Dalam sebuah wawancara dengan Fox News pada Jumat (10/7/2020), Li-Meng Yan, yang memiliki spesialisasi dalam bidang virologi dan imunologi di Sekolah Kesehatan Masyarakat Hong Kong, mengatakan pengawasnya mengabaikan penelitiannya yang sedang dilaksanakan ketika pandemi baru saja dimulai yang menurutnya bisa saja menyelamatkan banyak nyawa.

"Alasan saya datang ke AS adalah karena saya menyampaikan pesan kebenaran Covid," katanya kepada Fox News dari lokasi yang tidak disebutkan, menambahkan bahwa dia "akan menghilang dan dibunuh" jika dia berusaha menceritakan kisahnya di China.

Yan mengatakan dia adalah salah satu ilmuwan pertama di dunia yang mempelajari virus corona dan diduga diminta oleh atasannya, Dr Leo Poon, tahun lalu untuk melihat sekelompok kasus mirip SARS yang muncul dari daratan China.

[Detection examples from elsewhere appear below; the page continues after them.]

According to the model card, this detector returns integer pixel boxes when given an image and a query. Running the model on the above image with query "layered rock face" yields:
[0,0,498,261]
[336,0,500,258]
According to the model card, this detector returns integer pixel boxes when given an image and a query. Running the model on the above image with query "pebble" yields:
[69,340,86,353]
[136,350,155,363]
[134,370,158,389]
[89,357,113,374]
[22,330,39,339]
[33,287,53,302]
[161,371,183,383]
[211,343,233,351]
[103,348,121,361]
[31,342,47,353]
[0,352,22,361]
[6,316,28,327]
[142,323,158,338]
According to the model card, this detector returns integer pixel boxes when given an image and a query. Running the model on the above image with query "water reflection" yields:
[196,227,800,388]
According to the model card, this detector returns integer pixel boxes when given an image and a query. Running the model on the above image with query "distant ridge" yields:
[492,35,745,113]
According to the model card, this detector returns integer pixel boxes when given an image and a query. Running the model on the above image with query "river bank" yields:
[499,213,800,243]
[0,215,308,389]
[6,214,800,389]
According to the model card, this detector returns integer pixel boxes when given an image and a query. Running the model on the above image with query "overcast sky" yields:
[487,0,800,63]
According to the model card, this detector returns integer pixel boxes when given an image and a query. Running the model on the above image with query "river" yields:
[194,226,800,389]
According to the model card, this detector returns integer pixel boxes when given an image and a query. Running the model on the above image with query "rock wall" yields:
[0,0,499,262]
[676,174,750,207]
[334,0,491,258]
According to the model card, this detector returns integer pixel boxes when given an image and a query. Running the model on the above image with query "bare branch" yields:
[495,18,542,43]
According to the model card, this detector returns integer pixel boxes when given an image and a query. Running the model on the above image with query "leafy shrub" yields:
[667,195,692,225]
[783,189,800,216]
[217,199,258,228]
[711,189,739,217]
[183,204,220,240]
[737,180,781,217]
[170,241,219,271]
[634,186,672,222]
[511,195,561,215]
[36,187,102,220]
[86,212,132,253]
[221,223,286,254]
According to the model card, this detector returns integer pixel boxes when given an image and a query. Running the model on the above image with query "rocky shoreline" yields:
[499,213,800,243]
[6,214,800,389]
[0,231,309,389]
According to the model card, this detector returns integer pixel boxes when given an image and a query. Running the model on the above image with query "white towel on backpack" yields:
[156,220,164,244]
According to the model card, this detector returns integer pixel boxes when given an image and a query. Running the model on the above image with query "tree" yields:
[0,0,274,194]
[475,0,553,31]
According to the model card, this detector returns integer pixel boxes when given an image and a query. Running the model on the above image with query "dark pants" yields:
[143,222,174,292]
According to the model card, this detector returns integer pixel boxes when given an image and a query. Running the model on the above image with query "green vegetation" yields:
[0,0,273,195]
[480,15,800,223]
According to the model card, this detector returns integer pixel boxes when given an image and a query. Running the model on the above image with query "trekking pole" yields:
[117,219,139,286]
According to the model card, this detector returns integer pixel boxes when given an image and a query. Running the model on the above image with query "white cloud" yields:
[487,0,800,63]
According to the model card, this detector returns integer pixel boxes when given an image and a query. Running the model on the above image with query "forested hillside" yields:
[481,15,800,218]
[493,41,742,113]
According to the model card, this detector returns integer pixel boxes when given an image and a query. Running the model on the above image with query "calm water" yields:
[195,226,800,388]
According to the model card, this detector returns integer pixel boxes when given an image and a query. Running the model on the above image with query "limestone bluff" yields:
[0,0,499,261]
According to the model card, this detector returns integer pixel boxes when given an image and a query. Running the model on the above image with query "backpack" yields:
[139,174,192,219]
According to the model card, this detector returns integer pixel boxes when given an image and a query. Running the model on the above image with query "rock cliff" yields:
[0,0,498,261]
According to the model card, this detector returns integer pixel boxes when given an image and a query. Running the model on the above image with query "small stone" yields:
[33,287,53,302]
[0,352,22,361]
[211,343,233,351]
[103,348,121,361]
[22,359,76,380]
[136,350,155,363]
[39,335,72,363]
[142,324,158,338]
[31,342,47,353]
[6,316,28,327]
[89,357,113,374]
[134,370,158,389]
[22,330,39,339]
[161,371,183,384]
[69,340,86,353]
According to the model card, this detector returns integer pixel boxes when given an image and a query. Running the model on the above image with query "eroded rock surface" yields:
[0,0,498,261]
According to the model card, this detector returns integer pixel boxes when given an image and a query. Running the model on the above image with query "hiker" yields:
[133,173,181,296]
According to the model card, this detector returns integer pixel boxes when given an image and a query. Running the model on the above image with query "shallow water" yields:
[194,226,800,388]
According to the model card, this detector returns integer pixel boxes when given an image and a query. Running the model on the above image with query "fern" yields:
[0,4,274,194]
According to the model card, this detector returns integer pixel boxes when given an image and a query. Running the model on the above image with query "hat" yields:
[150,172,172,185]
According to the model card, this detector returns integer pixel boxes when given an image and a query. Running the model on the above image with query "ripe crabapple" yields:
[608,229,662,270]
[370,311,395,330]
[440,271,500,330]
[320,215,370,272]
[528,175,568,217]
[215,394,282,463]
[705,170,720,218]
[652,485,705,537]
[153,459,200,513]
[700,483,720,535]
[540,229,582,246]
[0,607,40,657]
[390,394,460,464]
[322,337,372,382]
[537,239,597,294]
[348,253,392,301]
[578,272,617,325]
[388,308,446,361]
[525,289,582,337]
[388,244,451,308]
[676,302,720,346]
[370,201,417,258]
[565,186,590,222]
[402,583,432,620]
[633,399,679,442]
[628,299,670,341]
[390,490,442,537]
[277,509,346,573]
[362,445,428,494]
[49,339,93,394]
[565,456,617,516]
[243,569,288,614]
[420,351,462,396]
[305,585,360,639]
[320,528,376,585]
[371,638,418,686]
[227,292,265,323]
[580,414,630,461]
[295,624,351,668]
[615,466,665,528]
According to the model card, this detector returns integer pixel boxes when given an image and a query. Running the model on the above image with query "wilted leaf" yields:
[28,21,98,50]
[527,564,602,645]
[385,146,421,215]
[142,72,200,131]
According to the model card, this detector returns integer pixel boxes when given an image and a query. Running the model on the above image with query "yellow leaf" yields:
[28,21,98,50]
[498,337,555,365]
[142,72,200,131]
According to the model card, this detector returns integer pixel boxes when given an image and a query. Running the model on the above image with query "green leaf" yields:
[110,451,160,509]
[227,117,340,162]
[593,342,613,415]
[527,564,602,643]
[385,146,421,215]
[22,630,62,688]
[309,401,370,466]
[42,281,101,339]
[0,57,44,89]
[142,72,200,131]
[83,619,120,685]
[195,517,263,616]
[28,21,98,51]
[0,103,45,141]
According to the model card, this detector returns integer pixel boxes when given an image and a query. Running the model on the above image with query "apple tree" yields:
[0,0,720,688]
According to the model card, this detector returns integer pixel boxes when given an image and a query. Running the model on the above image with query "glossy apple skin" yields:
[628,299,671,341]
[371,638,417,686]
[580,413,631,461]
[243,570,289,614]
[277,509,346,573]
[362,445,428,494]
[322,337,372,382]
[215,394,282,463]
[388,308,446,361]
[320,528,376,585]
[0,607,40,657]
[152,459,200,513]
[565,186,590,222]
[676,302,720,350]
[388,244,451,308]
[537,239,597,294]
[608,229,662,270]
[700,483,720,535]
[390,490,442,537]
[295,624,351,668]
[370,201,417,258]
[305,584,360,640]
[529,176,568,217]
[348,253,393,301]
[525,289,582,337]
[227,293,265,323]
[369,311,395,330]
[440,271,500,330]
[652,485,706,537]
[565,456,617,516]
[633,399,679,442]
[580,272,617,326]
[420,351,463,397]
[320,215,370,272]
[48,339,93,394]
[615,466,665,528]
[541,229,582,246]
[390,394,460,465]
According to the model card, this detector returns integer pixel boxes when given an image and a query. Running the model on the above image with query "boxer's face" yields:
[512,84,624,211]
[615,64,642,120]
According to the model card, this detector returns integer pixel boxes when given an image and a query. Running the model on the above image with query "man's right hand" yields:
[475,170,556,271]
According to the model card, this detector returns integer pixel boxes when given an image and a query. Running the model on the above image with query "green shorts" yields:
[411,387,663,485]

“Pemerintah China menolak untuk membiarkan para pakar luar negeri, termasuk yang ada di Hong Kong, melakukan penelitian di China," katanya. "Jadi saya menoleh ke teman-teman saya untuk mendapatkan informasi lebih lanjut,"

Yan, yang tumbuh di China, memanfaatkan jaringan kontak profesionalnya yang bekerja di lembaga medis di sana. Seorang teman ilmuwan yang bekerja di Pusat Pengendalian dan Pencegahan Penyakit di China, yang tahu tentang kasus-kasus itu, pada Desember diduga memberi tahu Yan tentang penyebaran manusia ke manusia jauh sebelum Tiongkok atau Organisasi Kesehatan Dunia (WHO) WHO mengakui kemungkinan itu.

Ketika Yan memberi tahu atasannya, "dia hanya mengangguk", katanya, menyuruhnya untuk terus bekerja.

Yan menyadari bahwa kolega-koleganya di China segera berhenti berbicara tentang virus dan tidak akan membahas masalah ini. "'Kita tidak bisa membicarakannya, tetapi kita perlu memakai masker," ujar Yan mengenang mereka.

Ketika jumlah kasus penularan dari manusia ke manusia meledak, Yan memutuskan untuk meninggalkan Hong Kong, menyelinap di tengah malam 28 April untuk mengejar penerbangan Cathay Pacific ke AS.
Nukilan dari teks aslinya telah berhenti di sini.